Zen e a Arte da Violência, o primeiro arco da nova fase do Questão (edições #1 a 6 da revista The Question, publicadas em 1987), tem uma linha corrente de eventos menos forte do que estamos acostumados nos quadrinhos. Basicamente estamos falando da passagem de Vic Sage de um estágio “cru” de batalhas vestindo a máscara do Questão, para alguém mais sério, que passou por um longo treino — assistido por Lady Shiva — e começou a ver o mundo de forma ainda mais intrigante. A história não muda muita coisa do princípio do herói, mas existe uma problematização maior quanto às questões sociais e mais liberdade do autor em apresentar elementos de violência, que são muitos e possuem detalhes que deixam o leitor enjoado e enraivecido ao longo das páginas.
O dilema de Vic Sage neste arco de estreia é o de como e por quê contar a verdade. Sendo repórter, ele percebe que a cidade está corrompida e que a simples denúncia das pessoas que estão tornando o lugar ruim (ou ainda pior do que que já estava) é desencorajada, inutilizada ou engavetada; pois essas pessoas são, sem surpresa nenhuma, figurões sociais muitíssimo bem aceitos na sociedade, normalmente pregadores de uma moral inabalável, marcados por valores tradicionais cristãos (como no caso do reverendo sádico) e, até o momento, livres de qualquer suspeita. Durante a leitura eu não pude deixar de rir um pouco pela comparação, em menor escala, com os escândalos que corrupção no Brasil e figuras públicas que se mostram isentas mas que são pelo menos uma das causas desses problemas.
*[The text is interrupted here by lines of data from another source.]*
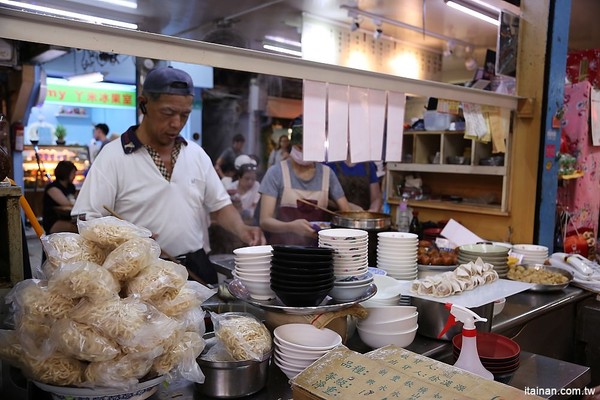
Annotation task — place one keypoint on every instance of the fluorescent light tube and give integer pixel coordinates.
(472, 11)
(86, 78)
(283, 50)
(69, 14)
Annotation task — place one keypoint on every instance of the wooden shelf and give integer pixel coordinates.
(81, 116)
(488, 209)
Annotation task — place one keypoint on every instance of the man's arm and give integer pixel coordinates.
(229, 218)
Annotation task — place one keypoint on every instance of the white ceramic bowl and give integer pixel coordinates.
(397, 235)
(377, 340)
(307, 336)
(296, 352)
(292, 364)
(141, 390)
(398, 325)
(347, 293)
(258, 289)
(253, 251)
(342, 234)
(499, 306)
(391, 313)
(289, 372)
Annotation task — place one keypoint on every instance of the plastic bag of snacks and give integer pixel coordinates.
(241, 335)
(110, 232)
(78, 328)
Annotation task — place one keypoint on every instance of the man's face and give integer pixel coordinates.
(166, 117)
(237, 146)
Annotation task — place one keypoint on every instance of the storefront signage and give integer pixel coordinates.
(90, 96)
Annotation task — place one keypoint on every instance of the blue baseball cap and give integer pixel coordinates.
(168, 80)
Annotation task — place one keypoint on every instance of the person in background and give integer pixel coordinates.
(153, 177)
(99, 140)
(245, 196)
(281, 152)
(282, 216)
(228, 156)
(59, 197)
(360, 184)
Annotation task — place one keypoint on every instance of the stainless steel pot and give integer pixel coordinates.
(361, 220)
(231, 379)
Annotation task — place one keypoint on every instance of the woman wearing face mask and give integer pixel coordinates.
(284, 218)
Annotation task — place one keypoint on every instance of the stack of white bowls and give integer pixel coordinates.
(351, 288)
(397, 254)
(351, 250)
(389, 325)
(299, 345)
(253, 269)
(489, 253)
(388, 292)
(531, 253)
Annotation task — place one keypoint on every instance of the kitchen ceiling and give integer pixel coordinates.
(247, 22)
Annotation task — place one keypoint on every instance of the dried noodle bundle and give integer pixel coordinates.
(131, 257)
(122, 371)
(244, 337)
(82, 341)
(32, 297)
(191, 345)
(160, 280)
(110, 232)
(84, 279)
(190, 296)
(56, 369)
(66, 247)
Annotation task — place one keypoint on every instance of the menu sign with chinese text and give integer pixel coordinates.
(393, 373)
(90, 96)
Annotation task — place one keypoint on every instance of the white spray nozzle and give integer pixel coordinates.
(462, 314)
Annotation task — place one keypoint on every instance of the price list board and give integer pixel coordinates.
(393, 373)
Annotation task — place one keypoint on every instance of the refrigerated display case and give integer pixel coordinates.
(36, 176)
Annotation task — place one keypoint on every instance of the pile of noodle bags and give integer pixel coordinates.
(105, 311)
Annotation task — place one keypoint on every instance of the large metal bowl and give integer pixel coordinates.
(540, 287)
(231, 379)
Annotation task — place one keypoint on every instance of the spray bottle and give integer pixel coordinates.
(469, 357)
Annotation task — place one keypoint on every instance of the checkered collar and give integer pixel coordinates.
(131, 143)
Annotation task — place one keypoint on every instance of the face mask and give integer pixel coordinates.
(297, 156)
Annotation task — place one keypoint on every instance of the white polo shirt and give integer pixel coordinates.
(177, 212)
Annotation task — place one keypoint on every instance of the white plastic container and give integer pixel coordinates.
(436, 121)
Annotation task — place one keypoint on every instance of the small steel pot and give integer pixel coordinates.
(361, 220)
(231, 379)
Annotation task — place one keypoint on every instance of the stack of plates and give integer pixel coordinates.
(253, 269)
(351, 250)
(498, 354)
(299, 345)
(532, 253)
(397, 254)
(489, 253)
(301, 276)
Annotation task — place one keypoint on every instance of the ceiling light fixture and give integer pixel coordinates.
(354, 11)
(69, 14)
(378, 31)
(280, 49)
(475, 9)
(88, 77)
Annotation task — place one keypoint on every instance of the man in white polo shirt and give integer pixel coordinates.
(154, 178)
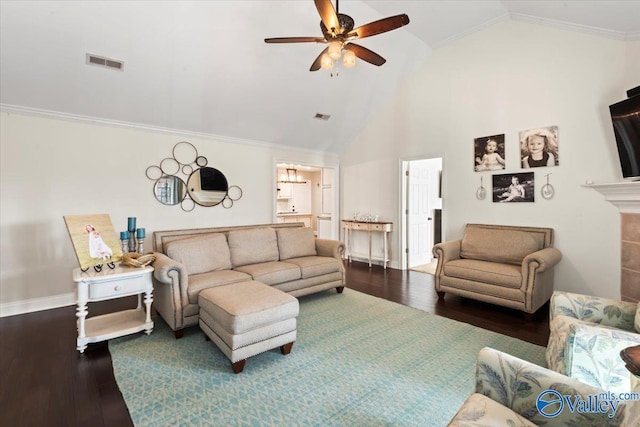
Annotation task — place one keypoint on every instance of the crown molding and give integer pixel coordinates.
(36, 112)
(613, 34)
(623, 195)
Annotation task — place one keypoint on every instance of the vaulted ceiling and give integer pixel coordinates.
(202, 67)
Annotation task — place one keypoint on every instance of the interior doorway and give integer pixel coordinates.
(421, 218)
(309, 194)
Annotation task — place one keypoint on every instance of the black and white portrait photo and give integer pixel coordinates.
(539, 147)
(489, 153)
(514, 187)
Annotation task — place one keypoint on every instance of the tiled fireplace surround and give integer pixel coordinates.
(626, 197)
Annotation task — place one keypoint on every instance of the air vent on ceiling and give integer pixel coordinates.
(102, 61)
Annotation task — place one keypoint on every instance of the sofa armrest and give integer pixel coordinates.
(603, 311)
(447, 251)
(172, 273)
(330, 248)
(516, 384)
(541, 260)
(592, 355)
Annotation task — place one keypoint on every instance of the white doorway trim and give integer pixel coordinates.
(404, 196)
(335, 184)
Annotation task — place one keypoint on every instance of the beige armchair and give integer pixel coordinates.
(509, 266)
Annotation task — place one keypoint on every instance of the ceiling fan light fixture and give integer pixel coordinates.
(326, 63)
(349, 59)
(335, 50)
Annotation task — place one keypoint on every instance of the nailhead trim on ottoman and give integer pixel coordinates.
(247, 318)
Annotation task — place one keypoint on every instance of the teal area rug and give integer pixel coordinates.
(358, 361)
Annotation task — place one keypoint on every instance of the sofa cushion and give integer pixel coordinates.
(272, 273)
(253, 246)
(480, 410)
(495, 245)
(507, 275)
(296, 242)
(201, 254)
(312, 266)
(199, 282)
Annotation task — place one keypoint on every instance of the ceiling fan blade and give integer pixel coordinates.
(377, 27)
(295, 40)
(365, 54)
(328, 15)
(316, 64)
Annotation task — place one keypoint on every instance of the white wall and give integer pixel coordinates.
(510, 77)
(54, 167)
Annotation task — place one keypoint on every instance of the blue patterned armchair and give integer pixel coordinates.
(507, 390)
(587, 334)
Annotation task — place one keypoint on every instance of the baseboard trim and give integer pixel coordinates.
(37, 304)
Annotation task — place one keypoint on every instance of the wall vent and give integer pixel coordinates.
(102, 61)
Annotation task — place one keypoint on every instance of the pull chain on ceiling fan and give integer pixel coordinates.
(338, 33)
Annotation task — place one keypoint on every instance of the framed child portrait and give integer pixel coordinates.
(539, 147)
(94, 239)
(489, 153)
(514, 188)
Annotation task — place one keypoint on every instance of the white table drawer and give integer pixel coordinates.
(116, 288)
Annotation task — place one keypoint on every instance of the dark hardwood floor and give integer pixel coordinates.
(45, 382)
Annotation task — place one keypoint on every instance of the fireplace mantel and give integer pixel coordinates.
(624, 195)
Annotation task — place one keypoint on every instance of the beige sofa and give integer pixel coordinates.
(285, 256)
(509, 266)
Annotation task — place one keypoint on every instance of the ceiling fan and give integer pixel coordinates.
(339, 34)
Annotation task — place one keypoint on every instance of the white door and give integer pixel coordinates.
(419, 219)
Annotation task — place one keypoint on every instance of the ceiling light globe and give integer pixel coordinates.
(335, 50)
(349, 59)
(326, 63)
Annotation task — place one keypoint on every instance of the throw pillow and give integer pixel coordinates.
(296, 242)
(201, 254)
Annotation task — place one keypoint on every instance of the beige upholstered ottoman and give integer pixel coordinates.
(247, 318)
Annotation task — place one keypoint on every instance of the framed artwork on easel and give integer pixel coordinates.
(94, 239)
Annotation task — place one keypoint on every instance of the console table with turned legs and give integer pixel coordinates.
(369, 227)
(108, 284)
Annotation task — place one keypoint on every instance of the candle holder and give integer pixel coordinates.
(132, 238)
(140, 241)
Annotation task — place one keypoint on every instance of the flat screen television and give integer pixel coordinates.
(625, 117)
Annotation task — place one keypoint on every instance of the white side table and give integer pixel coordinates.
(109, 284)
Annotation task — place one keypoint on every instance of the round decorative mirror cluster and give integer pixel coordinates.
(201, 185)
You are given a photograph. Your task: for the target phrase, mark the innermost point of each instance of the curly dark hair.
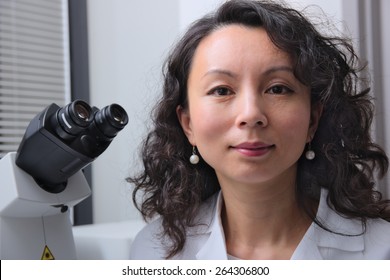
(347, 160)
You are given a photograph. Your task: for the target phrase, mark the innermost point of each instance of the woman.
(261, 146)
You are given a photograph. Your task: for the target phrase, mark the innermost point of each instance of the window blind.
(34, 63)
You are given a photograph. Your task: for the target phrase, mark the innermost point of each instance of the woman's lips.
(253, 149)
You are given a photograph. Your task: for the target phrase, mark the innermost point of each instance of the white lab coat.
(207, 241)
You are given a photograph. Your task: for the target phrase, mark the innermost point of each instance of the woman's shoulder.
(150, 243)
(147, 243)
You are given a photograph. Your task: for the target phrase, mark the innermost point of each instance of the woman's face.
(247, 114)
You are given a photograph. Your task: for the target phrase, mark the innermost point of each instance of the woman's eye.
(279, 89)
(221, 91)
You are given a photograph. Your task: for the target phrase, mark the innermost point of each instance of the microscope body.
(44, 178)
(34, 223)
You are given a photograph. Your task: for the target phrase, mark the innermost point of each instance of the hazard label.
(47, 255)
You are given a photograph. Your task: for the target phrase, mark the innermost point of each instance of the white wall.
(128, 40)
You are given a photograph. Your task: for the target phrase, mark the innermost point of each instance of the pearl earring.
(194, 158)
(310, 154)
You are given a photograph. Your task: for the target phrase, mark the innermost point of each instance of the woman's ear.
(185, 122)
(315, 116)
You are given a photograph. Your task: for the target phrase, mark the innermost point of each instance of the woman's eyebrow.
(220, 72)
(277, 69)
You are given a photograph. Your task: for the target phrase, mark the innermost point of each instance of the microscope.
(44, 178)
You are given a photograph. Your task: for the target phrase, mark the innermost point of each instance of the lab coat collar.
(317, 242)
(215, 246)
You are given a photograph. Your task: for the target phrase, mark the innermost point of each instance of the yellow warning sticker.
(47, 255)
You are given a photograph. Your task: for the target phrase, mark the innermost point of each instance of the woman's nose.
(251, 110)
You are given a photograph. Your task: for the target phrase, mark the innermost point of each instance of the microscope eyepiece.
(60, 141)
(73, 118)
(111, 119)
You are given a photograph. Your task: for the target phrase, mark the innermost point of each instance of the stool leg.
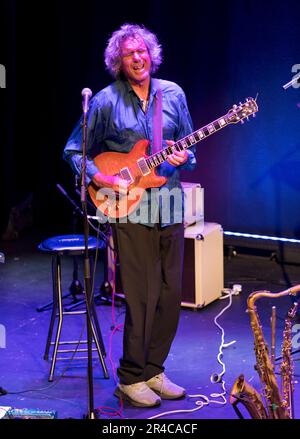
(97, 332)
(99, 341)
(54, 308)
(60, 314)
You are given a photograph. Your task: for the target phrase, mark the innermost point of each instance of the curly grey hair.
(112, 54)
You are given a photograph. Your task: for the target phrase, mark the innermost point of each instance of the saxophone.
(277, 407)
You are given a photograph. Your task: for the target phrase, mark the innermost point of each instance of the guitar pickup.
(143, 167)
(126, 175)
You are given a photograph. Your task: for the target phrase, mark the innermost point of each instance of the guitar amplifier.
(203, 273)
(203, 269)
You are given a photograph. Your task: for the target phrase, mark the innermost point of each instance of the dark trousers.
(151, 262)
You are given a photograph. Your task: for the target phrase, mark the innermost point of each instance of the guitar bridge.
(143, 167)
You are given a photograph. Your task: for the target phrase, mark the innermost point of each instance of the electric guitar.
(138, 168)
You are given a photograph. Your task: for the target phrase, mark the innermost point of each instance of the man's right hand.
(116, 183)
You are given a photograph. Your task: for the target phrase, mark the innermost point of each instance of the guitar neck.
(159, 157)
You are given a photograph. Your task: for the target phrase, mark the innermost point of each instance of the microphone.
(86, 93)
(294, 81)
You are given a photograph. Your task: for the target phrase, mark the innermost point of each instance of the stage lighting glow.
(265, 237)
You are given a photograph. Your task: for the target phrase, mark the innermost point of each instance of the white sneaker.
(165, 388)
(138, 394)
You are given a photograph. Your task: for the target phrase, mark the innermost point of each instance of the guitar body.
(111, 163)
(139, 169)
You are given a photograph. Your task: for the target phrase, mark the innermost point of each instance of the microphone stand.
(87, 269)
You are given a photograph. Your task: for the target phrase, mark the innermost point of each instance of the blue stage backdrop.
(220, 53)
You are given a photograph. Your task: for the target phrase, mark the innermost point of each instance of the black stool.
(69, 245)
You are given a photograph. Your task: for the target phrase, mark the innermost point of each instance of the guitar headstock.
(239, 112)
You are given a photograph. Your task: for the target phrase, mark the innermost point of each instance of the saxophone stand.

O’Neil tem uma maneira bastante simples de contar uma história. Ao mesmo tempo que percepções da realidade e claras e rápidas mudanças do personagem são percebidas, o leitor não perde o foco da luta, do elemento criminoso em pauta. Em nenhum momento o roteiro abandona os problemas de Hub City — que aqui têm a ver com o prefeito da cidade e com uma velha conhecida de Vic –, usando deles para mostrar a preocupação do protagonista com a vida dos outros, muitas vezes sendo imprudente e cometendo atos impensados e impulsivos, que acabam causando a sua “morte” e posterior “renascimento”, pontos da vida do herói que o empurrará para a meditação, o belo e quase lírico contraste colocado nesta história entre a filosofia Zen e a violência.
Denys Cowan e Rick Magyar assinam a arte das revistas e há uma valorização imensa das cenas de luta. Aliás, o arco inteiro se divide em momentos de conceitos pesados sendo trabalhados com muito texto contra momentos em que apenas onomatopeias acompanham os desenhos. A fluidez das cenas é simples, sem muito preciosismo nos ângulos de enfrentamento, mas isto é algo que funciona muito bem para este tipo de história. Com a predominância da cor azul e forte presença do cinza e do vermelho na cidade, notamos a atmosfera de opressão e sangue que o texto delineia, fazendo-nos visitar os vários cantos de Hub City e ver onde estão tramando coisas contra inocentes ou roubando coisas de uma cidade que não tem nem para si.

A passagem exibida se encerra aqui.